In the early half of the 1970s, Iturbide traveled widely across Latin America in particular to Cuba and several trips to Panama.
In 1978 Iturbide was commissioned by the Ethnographic Archive of the National Indigenous Institute of Mexico to photograph Mexico’s indigenous population. Iturbide decided to document and record the way of life of the Seri Indians, a group of fisherman living a nomadic lifestyle in the Sonora desert in the north west of Mexico, along the border with Arizona, US.

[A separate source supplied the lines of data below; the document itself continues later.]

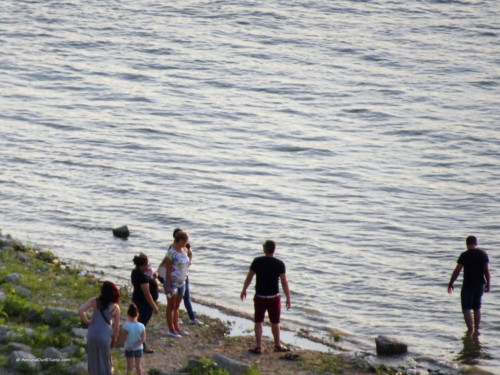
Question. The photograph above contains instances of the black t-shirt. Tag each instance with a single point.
(138, 278)
(473, 261)
(268, 271)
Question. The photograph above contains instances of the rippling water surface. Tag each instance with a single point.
(362, 136)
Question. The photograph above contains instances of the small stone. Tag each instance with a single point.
(121, 232)
(387, 346)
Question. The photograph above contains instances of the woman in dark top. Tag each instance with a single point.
(145, 292)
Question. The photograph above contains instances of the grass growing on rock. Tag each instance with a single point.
(45, 281)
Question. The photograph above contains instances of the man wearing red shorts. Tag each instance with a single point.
(474, 261)
(270, 271)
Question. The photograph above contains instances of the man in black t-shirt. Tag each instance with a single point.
(475, 262)
(270, 271)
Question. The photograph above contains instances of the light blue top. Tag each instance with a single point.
(134, 332)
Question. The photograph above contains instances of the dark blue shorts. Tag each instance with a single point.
(133, 353)
(471, 297)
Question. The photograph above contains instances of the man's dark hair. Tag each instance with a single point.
(270, 246)
(471, 240)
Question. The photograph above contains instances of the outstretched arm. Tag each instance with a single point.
(286, 290)
(487, 275)
(454, 276)
(115, 313)
(247, 282)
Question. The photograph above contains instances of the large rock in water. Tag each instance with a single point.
(121, 232)
(387, 346)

In 1979 she was invited by the artist Francisco Toledo to photograph the Juchitán people who form part of the Zapotec culture native to Oaxaca in southern Mexico.

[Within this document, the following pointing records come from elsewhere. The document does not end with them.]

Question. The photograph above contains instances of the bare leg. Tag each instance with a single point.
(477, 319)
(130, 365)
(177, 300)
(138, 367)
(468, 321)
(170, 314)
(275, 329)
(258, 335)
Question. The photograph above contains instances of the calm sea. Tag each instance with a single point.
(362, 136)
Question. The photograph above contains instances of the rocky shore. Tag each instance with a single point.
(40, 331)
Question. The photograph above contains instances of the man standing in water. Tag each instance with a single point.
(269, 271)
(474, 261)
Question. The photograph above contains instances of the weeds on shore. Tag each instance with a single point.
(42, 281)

Iturbide’s series that started in 1979 and runs through to 1988 resulted in the publication of her book Juchitán de las Mujeres in 1989. Between 1980 and 2000, Iturbide was variously invited to work in Cuba, East Germany, India, Madagascar, Hungary, Paris and the US, producing a number of important bodies of work.
She has enjoyed solo exhibitions at the Centre Pompidou (1982), San Francisco Museum of Modern Art (1990), Philadelphia Museum of Art (1997), Paul Getty Museum (2007), MAPFRE Foudation, Madrid (2009), Photography Museum Winterthur (2009), and Barbican Art Gallery (2012), between others. Iturbide is the recipient of the W. Eugene Smith Memorial Foundation Award, 1987; the Grand Prize Mois de la Photo, Paris, 1988; a Guggenheim Fellowship for the project ‘Fiesta y Muerte’, 1988; the Hugo Erfurth Award, Leverkusen, Germany, 1989; the International Grand Prize, Hokkaido, Japan, 1990; the Rencontres Internationales de la Photographie Award, Arles, 1991; the Hasselblad Award, 2008; the National Prize of Sciences and Arts in Mexico City in 2008; an Honorary Degree in photography from the Columbia College Chicago in 2008; and an Honorary Doctorate of Arts from the San Francisco Art Institute in 2009.
She continues to live and work in Mexico City. Currently she is preparing an exhibition of her new work at the Amparo Museum in Puebla, Mexico that will be in February 2013.